Our chicken program has also taken to the vineyards, where egg layers are happily scratching up grubs and weeds along the edges of the cultivated vines. All these animals make the land seem more like a farm, where a walk along the rows now has the sound of moos, neighs, and clucks! For biodynamic agriculture the element of having the animals on the land is especially important because the animals impart a special quality to the land. Additionally, the farm animals help us maintain the land as a sustainable system, which feeds us while we feed it with "black gold" manures.
In the gardens our family members are ordering seeds and getting out old saved seeds from the previous year to grow cabbages, peas, kale, broccoli, and other early crops. I just pruned the raspberries in our garden last week, and the fruit trees are next.

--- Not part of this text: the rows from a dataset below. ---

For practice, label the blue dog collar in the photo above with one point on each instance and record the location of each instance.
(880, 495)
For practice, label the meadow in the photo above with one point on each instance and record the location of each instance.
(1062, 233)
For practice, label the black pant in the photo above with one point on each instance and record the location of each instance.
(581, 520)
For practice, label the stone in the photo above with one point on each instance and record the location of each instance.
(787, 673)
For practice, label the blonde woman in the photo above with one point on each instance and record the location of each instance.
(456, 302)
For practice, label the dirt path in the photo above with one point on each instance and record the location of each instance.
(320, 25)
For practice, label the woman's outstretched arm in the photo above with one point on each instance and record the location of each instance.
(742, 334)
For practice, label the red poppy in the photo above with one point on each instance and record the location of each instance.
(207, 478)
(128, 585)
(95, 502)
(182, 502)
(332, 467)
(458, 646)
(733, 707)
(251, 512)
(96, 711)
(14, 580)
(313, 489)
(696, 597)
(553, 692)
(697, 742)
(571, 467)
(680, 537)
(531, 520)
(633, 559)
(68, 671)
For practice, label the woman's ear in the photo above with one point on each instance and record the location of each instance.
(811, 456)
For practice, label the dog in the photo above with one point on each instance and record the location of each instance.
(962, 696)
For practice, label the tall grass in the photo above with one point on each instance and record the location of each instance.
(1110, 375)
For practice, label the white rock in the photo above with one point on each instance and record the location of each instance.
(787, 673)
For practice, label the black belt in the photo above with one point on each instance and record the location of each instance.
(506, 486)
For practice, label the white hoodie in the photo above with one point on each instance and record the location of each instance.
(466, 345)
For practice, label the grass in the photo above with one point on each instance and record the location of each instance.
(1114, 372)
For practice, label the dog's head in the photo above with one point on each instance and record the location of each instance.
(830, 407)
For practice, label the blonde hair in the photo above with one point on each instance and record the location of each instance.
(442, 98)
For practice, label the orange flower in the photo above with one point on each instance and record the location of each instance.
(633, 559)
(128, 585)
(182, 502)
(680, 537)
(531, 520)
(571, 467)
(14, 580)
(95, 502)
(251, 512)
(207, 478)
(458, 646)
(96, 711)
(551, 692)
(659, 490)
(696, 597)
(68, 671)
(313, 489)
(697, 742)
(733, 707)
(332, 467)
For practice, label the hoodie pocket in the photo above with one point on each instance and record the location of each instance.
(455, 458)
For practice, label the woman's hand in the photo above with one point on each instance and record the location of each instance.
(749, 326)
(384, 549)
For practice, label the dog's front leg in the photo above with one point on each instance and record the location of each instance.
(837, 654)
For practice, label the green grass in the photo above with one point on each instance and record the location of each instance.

Our biodynamic farmer friend Hugh Williams of Threshold Farm was here for the past two weeks, teaching workshops on apple orchards and pruning our trees using his unique method. We also just hosted the Winter meeting of the Biodynamic Association of Northern California here at Frey Vineyards; it was a wonderful success and inspiring to have all the farmers come together to discuss truly sustainable agriculture amidst the backdrop of the vineyards. Frey Vineyards, which has become a model for biodynamics, was the first BD certified winery in the United States. Also, Katrina Frey is now a member of the Demeter board, spreading the conscious farming movement in the hopes that more farms will join.
For now, it's time to get back out into the fields, making flat mixes to sow our seeds in for the first crops of the year!